Me dio, porque quiso y se le antojó, la llave del agua.
Desde ese día, despertaría cada mañana vestida de azul. Y si despertase en la noche, también de azul vestiría. Cambiaba el modelo, jamás el color.
Él nadaba hacia mí y me preguntaba '¿cómo? ¿aún no te enamoraste?' y yo le decía que sí y que no, o eso que contesta uno cuando te preguntan cómo estás, y uno no quiere decir que está bien, aunque tampoco quiere admitir que está mal. Yo le respondía todos los días con el 'aquí ando' propio de la apatía.
Él nadaba, caminaba, volaba y levitaba. Yo, en el agua, no tenía alas ni escamas, pero él tenía todo lo que yo había deseado, y sobre todo, lo que alguna vez necesité.
Un día le dije que quería volver a casa y sonrió. Aparentemente, nadie nunca ha deseado salir del agua. Me tomó en sus brazos y me arrastró hacia lo profundo. Un poco más, no mucho. Me dijo que tal vez allí lo entendería; allí, en lo profundo, yo lograría ver lo feliz que era y sería capaz de comprender que lo tenía todo.

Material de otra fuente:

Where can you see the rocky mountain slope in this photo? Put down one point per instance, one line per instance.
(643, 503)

Mis vestidos ya no eran azules, sino negros, y creo que no eran vestidos. Mi rostro no era el mío, y mis manos tenían arrugas y venas prominentes.
Desde mis sienes, me invadía un hormigueo fuerte y constante, que no me permitía escucharme con claridad.

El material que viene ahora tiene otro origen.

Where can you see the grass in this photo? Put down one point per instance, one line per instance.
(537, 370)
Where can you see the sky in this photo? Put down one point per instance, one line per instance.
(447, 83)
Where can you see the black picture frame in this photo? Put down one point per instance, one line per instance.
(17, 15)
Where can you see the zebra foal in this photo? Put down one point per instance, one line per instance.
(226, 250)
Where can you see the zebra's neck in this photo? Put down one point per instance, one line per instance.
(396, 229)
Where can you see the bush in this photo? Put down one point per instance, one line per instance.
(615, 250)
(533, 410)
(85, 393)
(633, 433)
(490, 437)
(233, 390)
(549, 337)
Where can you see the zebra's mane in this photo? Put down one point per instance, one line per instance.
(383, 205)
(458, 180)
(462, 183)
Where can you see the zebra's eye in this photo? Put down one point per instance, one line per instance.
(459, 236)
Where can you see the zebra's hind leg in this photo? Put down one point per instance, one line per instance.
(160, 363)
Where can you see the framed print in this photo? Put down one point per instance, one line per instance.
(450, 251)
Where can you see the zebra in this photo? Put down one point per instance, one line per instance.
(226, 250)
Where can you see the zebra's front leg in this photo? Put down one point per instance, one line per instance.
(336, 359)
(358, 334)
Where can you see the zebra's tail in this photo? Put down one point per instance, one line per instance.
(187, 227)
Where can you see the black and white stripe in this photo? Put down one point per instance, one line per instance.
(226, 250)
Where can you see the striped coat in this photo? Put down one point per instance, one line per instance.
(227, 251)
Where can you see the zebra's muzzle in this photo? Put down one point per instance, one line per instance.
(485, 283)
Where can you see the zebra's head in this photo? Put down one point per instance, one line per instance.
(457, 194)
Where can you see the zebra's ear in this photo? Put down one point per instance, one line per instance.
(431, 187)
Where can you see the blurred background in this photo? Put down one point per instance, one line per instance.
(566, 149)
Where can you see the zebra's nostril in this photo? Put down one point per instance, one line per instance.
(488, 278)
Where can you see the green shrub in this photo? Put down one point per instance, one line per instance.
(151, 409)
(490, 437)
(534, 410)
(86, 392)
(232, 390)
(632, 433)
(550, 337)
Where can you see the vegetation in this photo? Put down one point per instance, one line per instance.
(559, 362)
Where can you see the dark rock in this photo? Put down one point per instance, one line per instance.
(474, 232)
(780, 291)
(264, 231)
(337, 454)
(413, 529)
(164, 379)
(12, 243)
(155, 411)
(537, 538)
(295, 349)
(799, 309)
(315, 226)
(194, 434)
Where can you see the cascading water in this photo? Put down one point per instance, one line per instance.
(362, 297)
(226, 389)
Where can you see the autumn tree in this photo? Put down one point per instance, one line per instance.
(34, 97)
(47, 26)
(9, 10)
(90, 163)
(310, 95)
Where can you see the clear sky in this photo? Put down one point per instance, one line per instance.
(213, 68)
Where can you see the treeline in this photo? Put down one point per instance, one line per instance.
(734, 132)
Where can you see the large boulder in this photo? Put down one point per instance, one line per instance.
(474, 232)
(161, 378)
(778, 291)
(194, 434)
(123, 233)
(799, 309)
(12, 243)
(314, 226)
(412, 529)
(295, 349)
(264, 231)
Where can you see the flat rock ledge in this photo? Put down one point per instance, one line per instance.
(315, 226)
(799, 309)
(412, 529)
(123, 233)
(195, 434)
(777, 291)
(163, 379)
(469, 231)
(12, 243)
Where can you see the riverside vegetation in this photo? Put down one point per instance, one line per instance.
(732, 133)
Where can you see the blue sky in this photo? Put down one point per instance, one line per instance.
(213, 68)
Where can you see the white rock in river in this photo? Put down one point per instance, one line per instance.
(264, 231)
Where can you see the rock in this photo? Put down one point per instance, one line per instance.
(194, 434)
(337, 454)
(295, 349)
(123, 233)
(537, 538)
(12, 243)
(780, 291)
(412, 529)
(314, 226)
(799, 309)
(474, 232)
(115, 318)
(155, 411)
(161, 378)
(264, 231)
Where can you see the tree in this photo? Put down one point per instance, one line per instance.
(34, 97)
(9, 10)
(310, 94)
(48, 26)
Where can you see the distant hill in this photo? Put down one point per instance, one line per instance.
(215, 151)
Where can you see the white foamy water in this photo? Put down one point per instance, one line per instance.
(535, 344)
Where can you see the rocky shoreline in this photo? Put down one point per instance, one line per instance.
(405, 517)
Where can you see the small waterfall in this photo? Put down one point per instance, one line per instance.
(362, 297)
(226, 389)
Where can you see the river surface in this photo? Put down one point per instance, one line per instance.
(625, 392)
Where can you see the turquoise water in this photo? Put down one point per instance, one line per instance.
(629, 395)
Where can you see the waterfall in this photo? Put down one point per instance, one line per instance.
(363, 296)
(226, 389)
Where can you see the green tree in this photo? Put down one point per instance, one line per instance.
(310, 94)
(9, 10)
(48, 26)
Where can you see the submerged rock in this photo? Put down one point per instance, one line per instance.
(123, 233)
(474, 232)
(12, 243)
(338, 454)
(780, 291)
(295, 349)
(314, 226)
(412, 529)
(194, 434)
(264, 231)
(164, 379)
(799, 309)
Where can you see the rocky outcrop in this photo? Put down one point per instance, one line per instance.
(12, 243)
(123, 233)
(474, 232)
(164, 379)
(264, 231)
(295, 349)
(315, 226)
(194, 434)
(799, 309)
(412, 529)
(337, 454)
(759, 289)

Me dejó allí muchas noches, y aprendí a no comer, o a comerme a mí misma. Me devoraba los muslos, las costillas, los senos.
Había electricidad en el agua, y humo. Hacía calor y frío simultáneamente.
Una noche -o quizá era día, pero me gusta creer que fue de noche y que la luna era menguante - apareció de la nada, sin nadar creo yo. Me preguntó otra vez si ya me había enamorado, de quién y por qué no estaba él conmigo.
Nuevamente le respondí que sí y que no, que quizá no era muy alto, pero que era bueno y que tenía una hermosa sonrisa, que estaba conmigo pues me lo había comido, pero que aunque lo había esperado no había llegado. Eso le contesté y comencé a llorar.
Lloré tanto que se dignó a abrazarme.
Desperté serena y desnuda en el vientre de mi madre.